= Crimp (gambling) =

Card bend to facilitate cheating

In gambling terminology a crimp is a bend that has been intentionally made on the corner(s) of a playing card to facilitate identification.

A card cheat will typically bend some of the important cards during the game. Below are just several of the most popular examples.

In poker, for instance, a cheat may crimp one of the cards to mark off the exact location where he wishes his secret conspirator to cut the deck. Similarly, if the card cheat is not working with a confederate, he may bend one or more cards to force a cut upon an unsuspecting victim. In either case the deck will most likely be cut at the exact predetermined spot in the same way an old book always tends to open at the same page.

Another poker scenario (also popular in numerous other games) is to crimp some of the high-value cards during the early rounds. On subsequent rounds the cheat will be able to identify some of those cards during the deal. This enables the cheat to employ a second deal and deal some of those cards to the desired hand, or simply to identify some of the cards held by other players. In any event, the cheat has a mathematical edge over the other players.

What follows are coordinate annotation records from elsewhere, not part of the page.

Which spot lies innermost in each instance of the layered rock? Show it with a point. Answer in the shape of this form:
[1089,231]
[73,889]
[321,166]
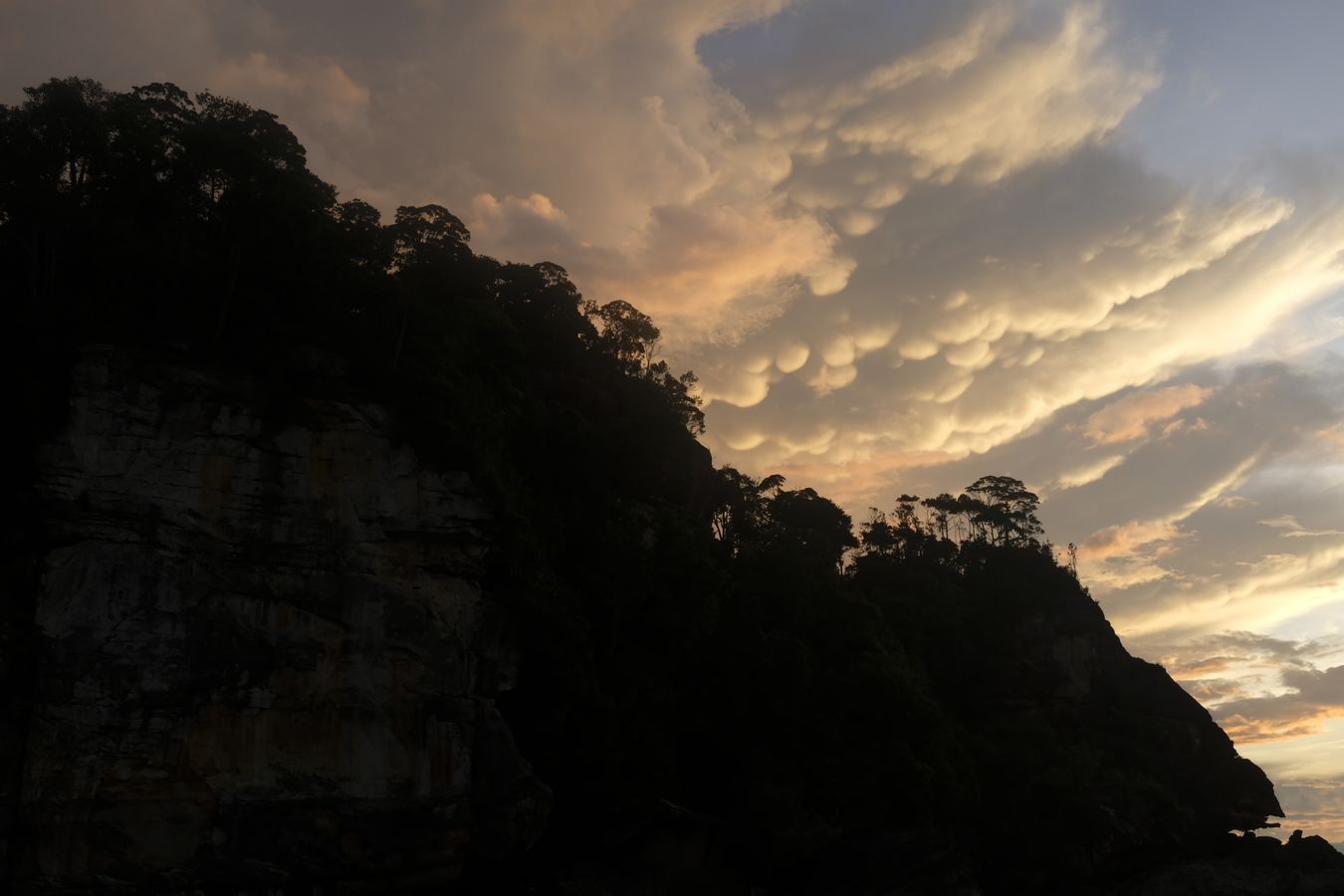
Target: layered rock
[262,653]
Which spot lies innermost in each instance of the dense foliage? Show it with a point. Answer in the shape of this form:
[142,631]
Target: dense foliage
[698,646]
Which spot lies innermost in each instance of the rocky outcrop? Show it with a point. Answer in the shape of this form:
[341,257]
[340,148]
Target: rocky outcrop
[262,656]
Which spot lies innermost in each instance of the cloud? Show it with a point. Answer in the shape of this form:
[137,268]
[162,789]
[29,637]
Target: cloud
[1129,416]
[1312,697]
[655,187]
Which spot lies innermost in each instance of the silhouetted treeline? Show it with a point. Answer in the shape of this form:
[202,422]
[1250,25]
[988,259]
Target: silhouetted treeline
[696,649]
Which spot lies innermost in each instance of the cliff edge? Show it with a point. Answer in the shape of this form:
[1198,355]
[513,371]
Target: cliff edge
[262,649]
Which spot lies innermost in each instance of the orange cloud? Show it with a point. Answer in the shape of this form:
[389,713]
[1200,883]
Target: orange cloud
[1129,416]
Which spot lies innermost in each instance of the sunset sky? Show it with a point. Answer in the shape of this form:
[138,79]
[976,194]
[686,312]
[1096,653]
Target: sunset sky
[1094,246]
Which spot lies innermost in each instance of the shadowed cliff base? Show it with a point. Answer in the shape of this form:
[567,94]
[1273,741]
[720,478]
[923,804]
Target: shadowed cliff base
[356,561]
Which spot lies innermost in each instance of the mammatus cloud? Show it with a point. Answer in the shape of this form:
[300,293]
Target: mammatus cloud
[588,134]
[906,249]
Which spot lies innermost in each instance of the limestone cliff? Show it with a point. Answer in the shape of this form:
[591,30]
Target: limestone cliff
[262,652]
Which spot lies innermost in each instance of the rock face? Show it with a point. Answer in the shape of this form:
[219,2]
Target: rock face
[262,656]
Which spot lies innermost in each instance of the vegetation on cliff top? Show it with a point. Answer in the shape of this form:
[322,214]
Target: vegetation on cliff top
[698,645]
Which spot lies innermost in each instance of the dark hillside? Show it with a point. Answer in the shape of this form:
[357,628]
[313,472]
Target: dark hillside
[373,564]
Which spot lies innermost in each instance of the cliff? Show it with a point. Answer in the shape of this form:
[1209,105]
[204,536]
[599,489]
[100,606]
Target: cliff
[264,619]
[264,656]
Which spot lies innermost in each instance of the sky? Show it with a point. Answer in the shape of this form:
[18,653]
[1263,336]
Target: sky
[1095,246]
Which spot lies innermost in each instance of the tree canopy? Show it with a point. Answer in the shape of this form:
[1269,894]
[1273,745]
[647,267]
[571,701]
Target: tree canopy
[688,635]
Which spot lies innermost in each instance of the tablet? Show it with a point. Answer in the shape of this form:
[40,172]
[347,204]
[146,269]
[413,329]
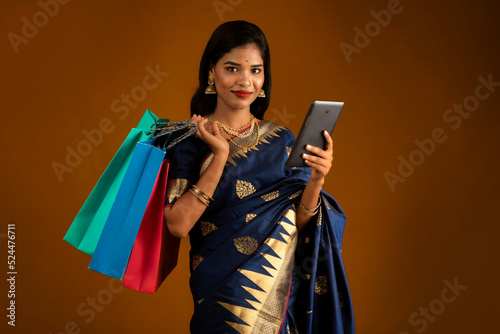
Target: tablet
[322,115]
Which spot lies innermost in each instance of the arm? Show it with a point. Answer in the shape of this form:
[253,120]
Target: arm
[320,166]
[186,211]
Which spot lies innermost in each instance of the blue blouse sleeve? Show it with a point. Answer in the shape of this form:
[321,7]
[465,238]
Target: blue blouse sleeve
[184,168]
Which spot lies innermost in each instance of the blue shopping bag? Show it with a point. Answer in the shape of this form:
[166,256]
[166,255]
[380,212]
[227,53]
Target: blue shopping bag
[115,244]
[118,235]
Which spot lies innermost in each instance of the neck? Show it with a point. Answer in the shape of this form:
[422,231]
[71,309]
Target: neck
[235,118]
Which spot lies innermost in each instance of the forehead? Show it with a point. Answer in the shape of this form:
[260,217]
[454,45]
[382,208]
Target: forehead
[249,53]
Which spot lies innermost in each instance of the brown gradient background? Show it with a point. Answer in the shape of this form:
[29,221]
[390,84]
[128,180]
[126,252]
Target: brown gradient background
[399,247]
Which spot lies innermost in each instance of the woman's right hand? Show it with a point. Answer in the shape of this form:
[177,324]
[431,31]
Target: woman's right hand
[211,136]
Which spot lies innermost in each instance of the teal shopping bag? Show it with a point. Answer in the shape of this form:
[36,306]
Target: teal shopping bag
[87,227]
[111,256]
[117,239]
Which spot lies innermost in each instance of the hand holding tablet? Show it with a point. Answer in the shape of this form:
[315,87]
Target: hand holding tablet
[322,115]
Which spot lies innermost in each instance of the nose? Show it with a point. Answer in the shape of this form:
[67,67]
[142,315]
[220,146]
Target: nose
[244,79]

In casino blackjack a crossroader may crimp all the 10-value cards. this will enable the cheat to sometimes identify the dealer's hole card (the dealer has one card face up, called the up card, and one card face down, called the hole card). In those instances the cheat(s) will know the dealer's total and play their hand(s) accordingly.
Professional card counters and cheaters know that security is on the lookout for “cheating tells” - special behaviors which casinos train security to spot.